How is inflation impacting your customer? The customer struggled as gas prices surpassed $5 over late spring and summer. That’s no surprise, but we could see it directly at gas exceeded $5, customer traffic directly correlated and started declining low double digits. As it reached mid-to-late summer and gas receded towards $4, traffic rebounded to just about flat and then started to show growth as gas went below $4. Our key takeaway is that the American customer is healthy, employed and shopping readily for footwear. But when gas gets beyond $5, that’s a pressure, and there’s a trade-off they have to make and it’s too much. I think you saw that trend play out across so many retailers, particularly those that have lower, middle-income demographics, this summer.
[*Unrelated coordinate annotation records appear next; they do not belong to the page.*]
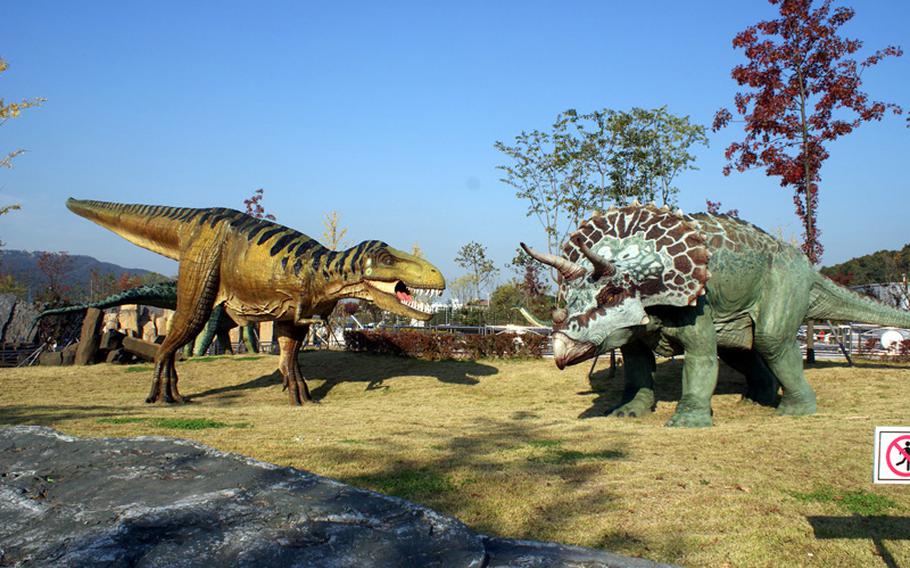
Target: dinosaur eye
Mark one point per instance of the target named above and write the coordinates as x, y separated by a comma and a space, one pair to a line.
609, 297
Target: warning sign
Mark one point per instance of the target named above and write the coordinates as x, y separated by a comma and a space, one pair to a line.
892, 454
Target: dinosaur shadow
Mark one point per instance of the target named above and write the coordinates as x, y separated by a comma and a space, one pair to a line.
667, 386
334, 368
875, 528
375, 370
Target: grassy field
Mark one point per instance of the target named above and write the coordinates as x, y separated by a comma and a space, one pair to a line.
522, 450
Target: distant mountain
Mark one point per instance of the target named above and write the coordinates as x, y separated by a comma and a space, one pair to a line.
23, 266
878, 267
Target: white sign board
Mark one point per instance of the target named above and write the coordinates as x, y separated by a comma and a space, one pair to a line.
892, 454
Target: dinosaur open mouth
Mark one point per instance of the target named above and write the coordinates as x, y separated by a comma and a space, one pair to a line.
405, 295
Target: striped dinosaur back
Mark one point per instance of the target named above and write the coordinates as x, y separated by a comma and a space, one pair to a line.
158, 228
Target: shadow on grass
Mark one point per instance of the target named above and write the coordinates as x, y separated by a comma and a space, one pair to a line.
875, 528
508, 450
336, 367
374, 370
51, 415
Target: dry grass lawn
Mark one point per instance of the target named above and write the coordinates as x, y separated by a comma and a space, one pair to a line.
522, 450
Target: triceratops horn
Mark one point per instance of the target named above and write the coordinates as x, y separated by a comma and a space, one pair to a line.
567, 268
602, 266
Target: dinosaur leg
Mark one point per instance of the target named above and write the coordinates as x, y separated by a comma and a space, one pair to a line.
290, 339
196, 290
209, 331
164, 385
698, 338
639, 368
761, 383
249, 338
786, 362
224, 339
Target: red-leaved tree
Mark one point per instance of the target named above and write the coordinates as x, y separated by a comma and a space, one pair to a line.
801, 91
254, 206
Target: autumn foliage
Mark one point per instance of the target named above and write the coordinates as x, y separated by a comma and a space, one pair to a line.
801, 90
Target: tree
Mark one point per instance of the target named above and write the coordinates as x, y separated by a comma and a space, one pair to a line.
535, 293
802, 91
55, 266
587, 161
333, 235
473, 258
8, 111
254, 206
13, 110
462, 289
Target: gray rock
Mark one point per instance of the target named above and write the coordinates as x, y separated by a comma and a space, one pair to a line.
51, 359
164, 502
19, 328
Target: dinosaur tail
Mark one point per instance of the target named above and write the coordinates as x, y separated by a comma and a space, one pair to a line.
829, 300
154, 227
529, 317
161, 295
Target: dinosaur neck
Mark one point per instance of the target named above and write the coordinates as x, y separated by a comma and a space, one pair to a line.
329, 268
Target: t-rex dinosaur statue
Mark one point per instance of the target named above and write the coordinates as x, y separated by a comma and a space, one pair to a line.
647, 279
260, 271
163, 295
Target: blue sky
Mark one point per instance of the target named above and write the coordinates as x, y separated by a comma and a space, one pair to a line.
387, 112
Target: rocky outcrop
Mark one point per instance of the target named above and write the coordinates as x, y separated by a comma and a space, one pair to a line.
16, 317
163, 502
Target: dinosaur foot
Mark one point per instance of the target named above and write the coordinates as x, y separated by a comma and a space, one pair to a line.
797, 405
641, 404
167, 398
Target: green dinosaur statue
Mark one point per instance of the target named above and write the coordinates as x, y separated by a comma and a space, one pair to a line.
260, 271
645, 279
164, 295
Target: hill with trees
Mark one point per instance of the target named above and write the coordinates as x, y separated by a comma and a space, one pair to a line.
58, 276
881, 266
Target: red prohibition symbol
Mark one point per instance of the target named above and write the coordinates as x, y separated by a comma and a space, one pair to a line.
894, 445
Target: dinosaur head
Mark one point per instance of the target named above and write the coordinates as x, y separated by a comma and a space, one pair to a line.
614, 267
391, 279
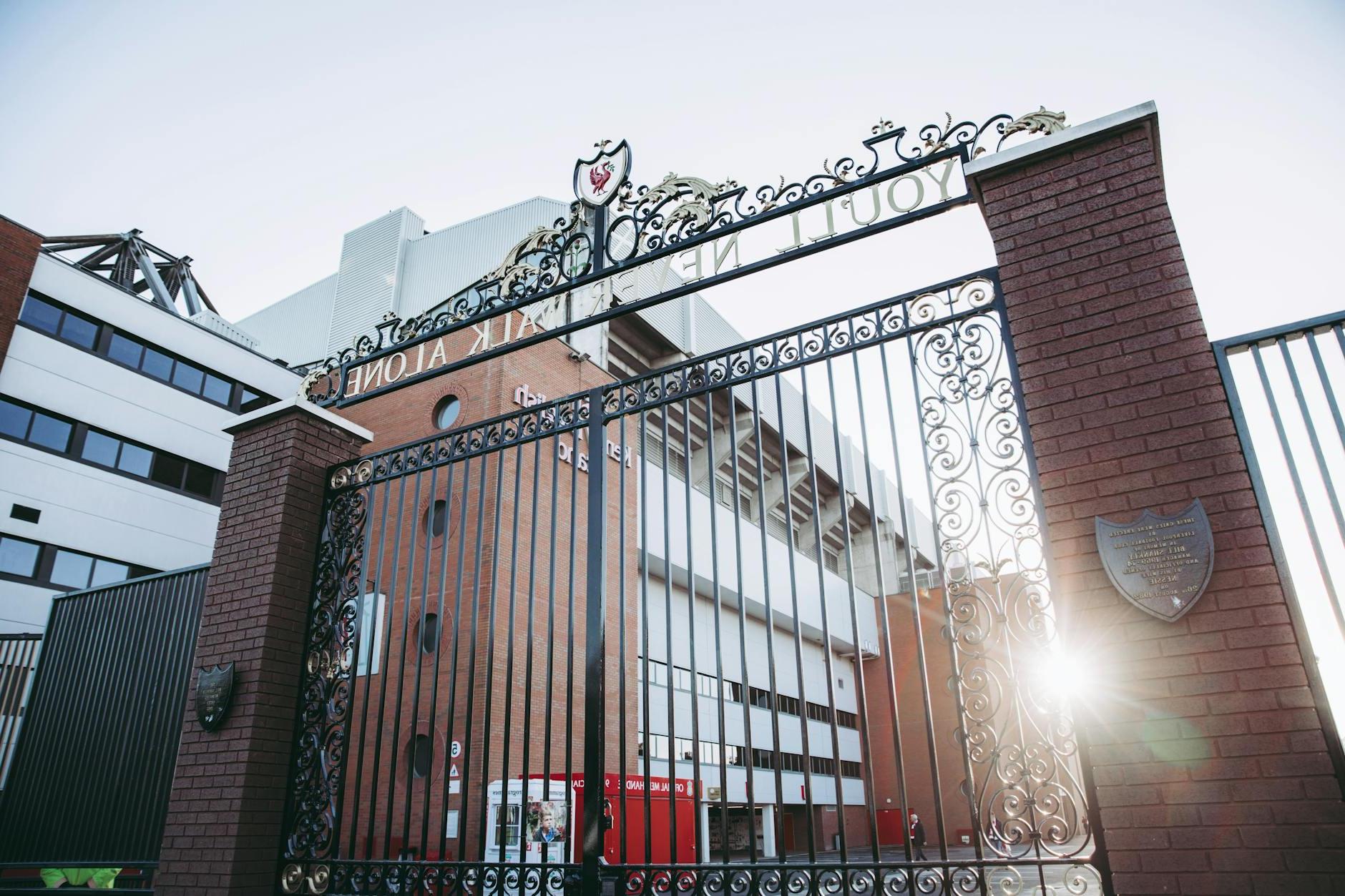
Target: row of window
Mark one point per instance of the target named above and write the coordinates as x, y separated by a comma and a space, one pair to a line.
709, 686
50, 567
105, 340
24, 423
657, 747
There are some inventory imbalances in the marketplace and continued inflationary pressures. What is Shoe Carnival’s outlook for the back half? We’re in a good position from an inventory perspective. We don’t find ourselves with a glut or needing to deep discount. And we are encouraged by the government’s stance to aggressively get inflation under check and guide it down towards historical levels. And we see the unemployment level being very robust. We feel that the American consumer is okay and that we will have a solid close to this year. As for 2023, we do not have a doom and gloom outlook that we will go into a deep recession. We’re optimistic about the resiliency of the American consumer because it will lead to another good footwear year, certainly for us.